本堂の入り口には、蓮の花が描かれたステンドグラスが施されている(提供:東京建築祭)

本堂の正面に翼を持った獅子がいるのをはじめ、牛や馬、象、孔雀、猿など、13種もの動物像が階段まわりに隠れているのも楽しい。これらが必ずしも仏教説話に由来するものでないところも、近代的な寺院らしい。


本堂正面の有翼の獅子(写真左、提供:倉方俊輔)。階段周りの馬と獅子(写真右、提供:東京建築祭)

そして、本堂内部は和風だ。鉄筋コンクリートでつくった和風の梁の上に、さらに木造の組物を架けて、浄土真宗本願寺派の正統なつくりが再現されている。

築地本願寺を設計したのは、伊東忠太という人物だ。夏目漱石や正岡子規らと同じ1867年に生まれ、帝国大学(現・東京大学)で学び、日本で初めて建築史を本格的に研究した。母校の教授として多くの後進を育成し、1943年には建築界で初の文化勲章を受賞。歴史に名を残す学者でありながら、個性的な建築を設計したことでも知られる。
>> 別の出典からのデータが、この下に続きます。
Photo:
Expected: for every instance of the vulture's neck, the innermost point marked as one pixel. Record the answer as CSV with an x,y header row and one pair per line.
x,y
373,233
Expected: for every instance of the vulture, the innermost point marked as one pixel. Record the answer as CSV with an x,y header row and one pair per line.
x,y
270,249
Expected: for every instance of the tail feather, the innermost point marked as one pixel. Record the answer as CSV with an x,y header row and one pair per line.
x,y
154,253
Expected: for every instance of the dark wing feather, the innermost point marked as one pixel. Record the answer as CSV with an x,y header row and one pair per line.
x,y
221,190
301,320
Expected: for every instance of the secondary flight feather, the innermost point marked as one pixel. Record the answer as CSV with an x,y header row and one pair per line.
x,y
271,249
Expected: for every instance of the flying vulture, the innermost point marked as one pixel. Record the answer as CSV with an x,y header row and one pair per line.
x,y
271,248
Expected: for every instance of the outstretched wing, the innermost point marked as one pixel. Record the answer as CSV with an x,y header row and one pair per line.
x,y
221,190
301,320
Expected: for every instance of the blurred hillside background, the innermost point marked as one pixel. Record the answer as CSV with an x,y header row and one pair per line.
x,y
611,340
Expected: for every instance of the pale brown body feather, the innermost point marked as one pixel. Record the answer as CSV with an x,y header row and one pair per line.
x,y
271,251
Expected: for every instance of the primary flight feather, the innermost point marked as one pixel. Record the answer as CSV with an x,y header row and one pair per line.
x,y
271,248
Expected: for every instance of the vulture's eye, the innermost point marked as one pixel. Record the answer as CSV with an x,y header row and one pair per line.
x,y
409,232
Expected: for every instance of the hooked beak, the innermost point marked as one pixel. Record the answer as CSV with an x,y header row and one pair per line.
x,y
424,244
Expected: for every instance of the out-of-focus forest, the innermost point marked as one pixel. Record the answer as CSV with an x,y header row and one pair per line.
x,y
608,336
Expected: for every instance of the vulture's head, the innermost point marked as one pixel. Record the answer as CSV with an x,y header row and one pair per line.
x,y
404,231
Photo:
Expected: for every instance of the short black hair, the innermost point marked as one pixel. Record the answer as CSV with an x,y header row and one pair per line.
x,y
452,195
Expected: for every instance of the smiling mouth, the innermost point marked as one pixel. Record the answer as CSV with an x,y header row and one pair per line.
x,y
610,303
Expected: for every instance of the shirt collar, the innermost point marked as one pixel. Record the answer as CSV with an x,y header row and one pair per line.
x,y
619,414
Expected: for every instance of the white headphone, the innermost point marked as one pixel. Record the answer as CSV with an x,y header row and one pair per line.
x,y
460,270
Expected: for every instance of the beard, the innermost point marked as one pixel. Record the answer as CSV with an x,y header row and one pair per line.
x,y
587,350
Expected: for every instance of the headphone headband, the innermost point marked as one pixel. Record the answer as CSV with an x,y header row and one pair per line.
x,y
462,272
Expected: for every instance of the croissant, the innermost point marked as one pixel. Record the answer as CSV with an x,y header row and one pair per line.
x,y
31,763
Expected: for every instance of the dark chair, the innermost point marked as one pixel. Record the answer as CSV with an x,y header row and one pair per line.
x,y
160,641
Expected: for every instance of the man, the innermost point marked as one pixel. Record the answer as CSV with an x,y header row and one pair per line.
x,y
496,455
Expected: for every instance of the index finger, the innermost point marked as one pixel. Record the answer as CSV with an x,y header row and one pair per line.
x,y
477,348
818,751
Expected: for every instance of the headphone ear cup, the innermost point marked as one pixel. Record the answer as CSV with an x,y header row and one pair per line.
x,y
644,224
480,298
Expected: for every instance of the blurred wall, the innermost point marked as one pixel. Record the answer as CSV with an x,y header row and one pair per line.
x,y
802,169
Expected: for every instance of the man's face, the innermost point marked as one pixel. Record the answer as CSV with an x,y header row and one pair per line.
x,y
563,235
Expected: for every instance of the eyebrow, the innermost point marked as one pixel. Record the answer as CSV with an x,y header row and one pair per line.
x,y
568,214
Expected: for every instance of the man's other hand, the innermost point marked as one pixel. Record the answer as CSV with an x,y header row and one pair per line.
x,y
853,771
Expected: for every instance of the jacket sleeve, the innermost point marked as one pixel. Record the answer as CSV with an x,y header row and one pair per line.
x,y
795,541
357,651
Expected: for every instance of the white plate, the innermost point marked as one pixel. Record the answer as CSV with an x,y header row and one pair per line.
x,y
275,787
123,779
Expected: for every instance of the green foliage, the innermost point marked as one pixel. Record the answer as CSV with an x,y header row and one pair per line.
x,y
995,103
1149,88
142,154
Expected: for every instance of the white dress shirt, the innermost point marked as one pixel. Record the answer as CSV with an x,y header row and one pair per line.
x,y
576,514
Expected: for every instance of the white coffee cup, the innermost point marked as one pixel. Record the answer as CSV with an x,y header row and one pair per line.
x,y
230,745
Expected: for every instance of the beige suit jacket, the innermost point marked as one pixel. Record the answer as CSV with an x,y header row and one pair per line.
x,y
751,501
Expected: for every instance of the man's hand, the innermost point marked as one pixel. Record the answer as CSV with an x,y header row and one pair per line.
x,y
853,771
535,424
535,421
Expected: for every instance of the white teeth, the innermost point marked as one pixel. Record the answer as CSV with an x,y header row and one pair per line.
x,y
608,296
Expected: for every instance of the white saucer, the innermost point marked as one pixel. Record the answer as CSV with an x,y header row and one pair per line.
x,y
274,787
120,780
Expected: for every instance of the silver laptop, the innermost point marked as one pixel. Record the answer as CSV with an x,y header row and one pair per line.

築地本願寺に見られる多くの動物像や世界各地のデザインの折衷は、京都の「本願寺伝道院」(1912年竣工)、東京の「一橋大学兼松講堂」(1927年竣工)や「東京都復興記念館」(1931年竣工)といったほかの伊東忠太の作品にも共通する特徴だ。日本に建つべき建築とは何かを考え続けた結果、伊東忠太はこのような設計手法に行き着いた。これも1つの「和×モダン」なのである。

築地本願寺は、1923年の関東大震災によって江戸時代の建物が失われた後、モダンボーイ、モダンガールが闊歩する街に現れた。完成から90年後の今、いっそうグローバルな人々が行き交う場となっている。

「東京国立博物館本館」と「銀座のシンボル」の共通点

さて、場所を上野に移して見ていきたい。

なぜ、上野か。理由の1つは、上野公園にさまざまな文化的な建築が集積していることだ。「和×モダン」の建築だけでも三者三様で、それぞれに時代を映している。

例えば、上野公園の噴水の向こうに建つ「東京国立博物館本館」(1937年竣工)は、瓦の屋根が印象的だ。博物館や美術館は西洋の社会のものなので、明治時代からずっと洋風で建てられてきた。そこに和を組み込もうという試みである。


瓦の屋根が印象的な、東京国立博物館本館(東京都台東区)(撮影:倉方俊輔)

デザインを手がけたのは、渡辺仁。立派な時計塔を備えた銀座のシンボル「セイコーハウス銀座」(1932年竣工)を設計した建築家である。東京国立博物館は東洋風、セイコーハウス銀座は西洋風と対照的だが、どちらも皆の視線を受け止められるだけの堂々としたデザインを、巧みなバランス感覚でまとめ上げている。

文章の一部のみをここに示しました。